In an article written for The Washington Post, Aaron Halbert explained how he and his wife had difficulty conceiving naturally and later learned that white children are more likely to be adopted. They felt a calling to provide a home for a child who may not have otherwise been adopted.
They went to an adoption agency in Mississippi and adopted two African-American children, one boy and one girl. They said their family has been met with varying degrees of racism and acceptance.
"There will always be the older white woman in Walmart who stared at us with sheer disgust, or the African-American mother who looked at us and just shook her head," Aaron wrote in The Washington Post. "However, there was also the young black girl who wept when we told her this little boy with her skin color was our son, and the older white doctor who lovingly prayed over him and held him so tenderly. These latter experiences were rays of hope reminding us how far our country had come, while the former experiences reminded us how far we still need to go."
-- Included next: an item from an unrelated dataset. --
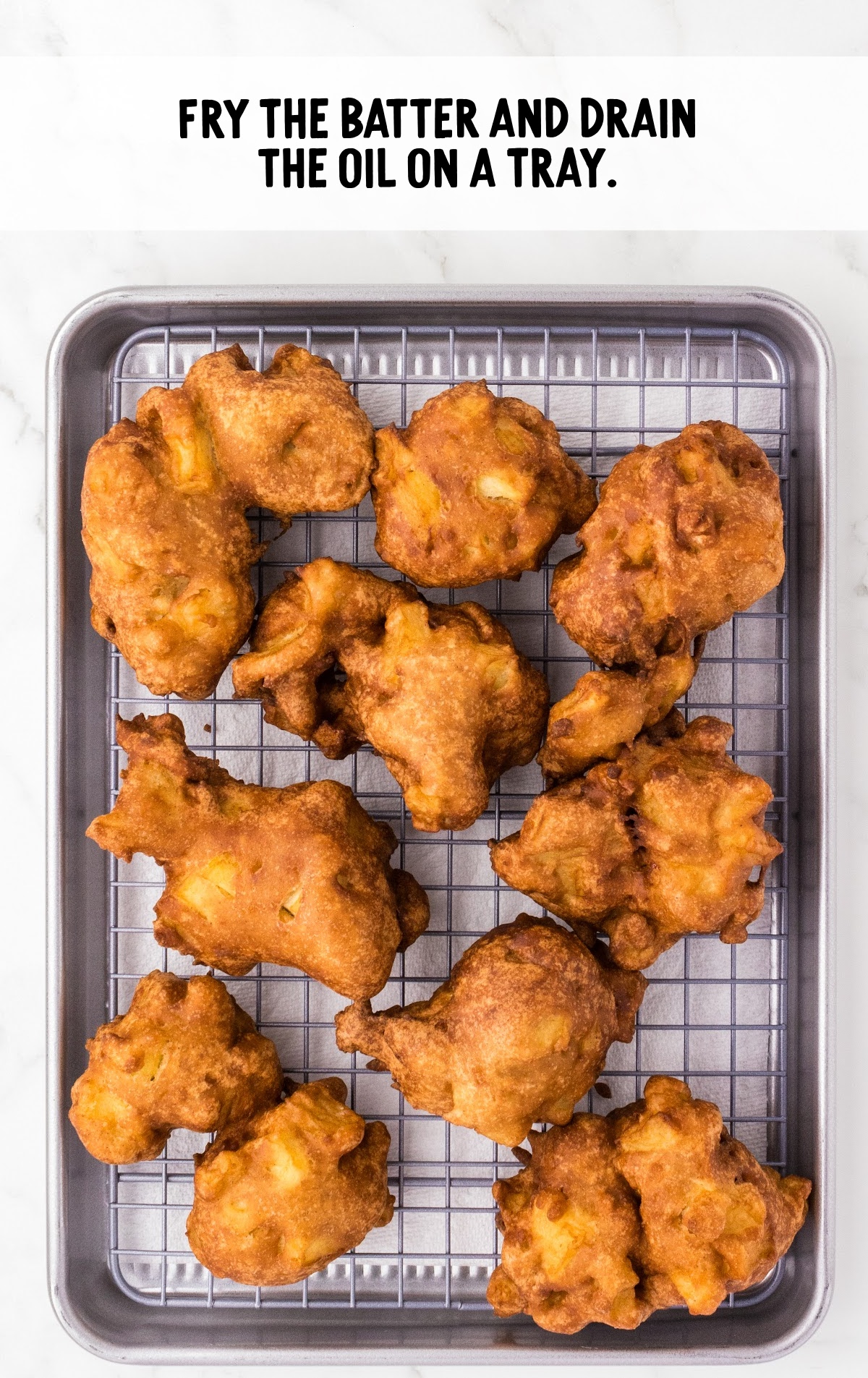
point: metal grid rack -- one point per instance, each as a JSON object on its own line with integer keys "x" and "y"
{"x": 712, "y": 1013}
After adopting the pair, the Halberts still felt a calling to have more children. That's when they heard about the National Embryo Donation Center.
The nonprofit embryo donation program connects hopeful parents-to-be who have problems conceiving with families who have successfully gone through in vitro fertilization and have leftover fertilized eggs. The extra eggs are frozen and stored for later use, according to the organization. Some of those embryos go to research, others are kept frozen indefinitely and still others are left to die.
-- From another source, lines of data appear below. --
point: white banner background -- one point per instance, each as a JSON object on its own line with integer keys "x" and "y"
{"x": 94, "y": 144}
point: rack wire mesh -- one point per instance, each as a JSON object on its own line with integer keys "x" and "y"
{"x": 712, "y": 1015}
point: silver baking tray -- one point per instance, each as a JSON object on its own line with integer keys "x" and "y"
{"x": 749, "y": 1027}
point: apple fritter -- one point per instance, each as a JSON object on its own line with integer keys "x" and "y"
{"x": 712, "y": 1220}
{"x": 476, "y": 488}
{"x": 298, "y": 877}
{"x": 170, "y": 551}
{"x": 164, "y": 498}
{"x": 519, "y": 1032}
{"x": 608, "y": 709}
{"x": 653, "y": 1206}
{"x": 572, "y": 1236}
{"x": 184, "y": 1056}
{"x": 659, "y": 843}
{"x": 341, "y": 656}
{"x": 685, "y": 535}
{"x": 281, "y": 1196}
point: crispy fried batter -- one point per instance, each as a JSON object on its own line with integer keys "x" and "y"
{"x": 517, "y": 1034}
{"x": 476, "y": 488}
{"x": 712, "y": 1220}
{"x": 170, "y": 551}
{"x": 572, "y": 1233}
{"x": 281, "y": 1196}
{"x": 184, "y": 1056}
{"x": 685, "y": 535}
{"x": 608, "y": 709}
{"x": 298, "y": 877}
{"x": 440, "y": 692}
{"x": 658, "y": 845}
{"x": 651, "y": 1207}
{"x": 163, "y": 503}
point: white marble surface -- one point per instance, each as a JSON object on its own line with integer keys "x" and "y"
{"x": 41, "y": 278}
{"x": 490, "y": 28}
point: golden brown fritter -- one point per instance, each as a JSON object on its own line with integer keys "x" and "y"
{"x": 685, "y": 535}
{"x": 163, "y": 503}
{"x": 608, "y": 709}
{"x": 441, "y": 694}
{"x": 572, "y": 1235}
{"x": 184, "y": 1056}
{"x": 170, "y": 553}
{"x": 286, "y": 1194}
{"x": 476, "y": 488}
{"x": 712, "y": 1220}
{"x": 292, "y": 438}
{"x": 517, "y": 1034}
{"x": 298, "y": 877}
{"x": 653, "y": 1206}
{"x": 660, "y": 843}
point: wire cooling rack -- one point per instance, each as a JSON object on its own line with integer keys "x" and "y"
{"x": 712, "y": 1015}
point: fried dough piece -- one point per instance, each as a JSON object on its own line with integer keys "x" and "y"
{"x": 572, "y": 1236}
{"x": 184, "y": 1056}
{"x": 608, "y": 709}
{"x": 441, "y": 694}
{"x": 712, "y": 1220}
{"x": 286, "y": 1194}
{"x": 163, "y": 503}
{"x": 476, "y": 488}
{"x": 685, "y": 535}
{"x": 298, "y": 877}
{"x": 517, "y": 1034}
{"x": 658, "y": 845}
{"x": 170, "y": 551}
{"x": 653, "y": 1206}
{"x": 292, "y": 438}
The National Embryo Donation Center, a Christian organization, implanted Rachel with two African-American twin embryos, according to The Washington Post. One of them split.
"When we began the adoption process we knew race could play a major role in our family dynamics, which led us to ponder deeply what a racially diverse family would look like," Aaron Halbert wrote in the Post. "We believe when you look into any human's eyes, you look into the face of an image-bearer of God – into the eyes of a person whose soul is eternal. While that is the common thread of all humanity, it doesn't mean our racial differences are insignificant. We see the human family's varying physical characteristics as awesome reminders of God's creative brilliance. It's not that we think race doesn't exist, or that we don't see it. In fact, it's the opposite – we see it, and we embrace it."
He went on to write, "I can remember a friend going through the adoption process telling me he had always wanted his family to look like a little United Nations. As I look at my growing family, I prefer to take it a step further, daring to hope that our family picture is a little hint of Heaven."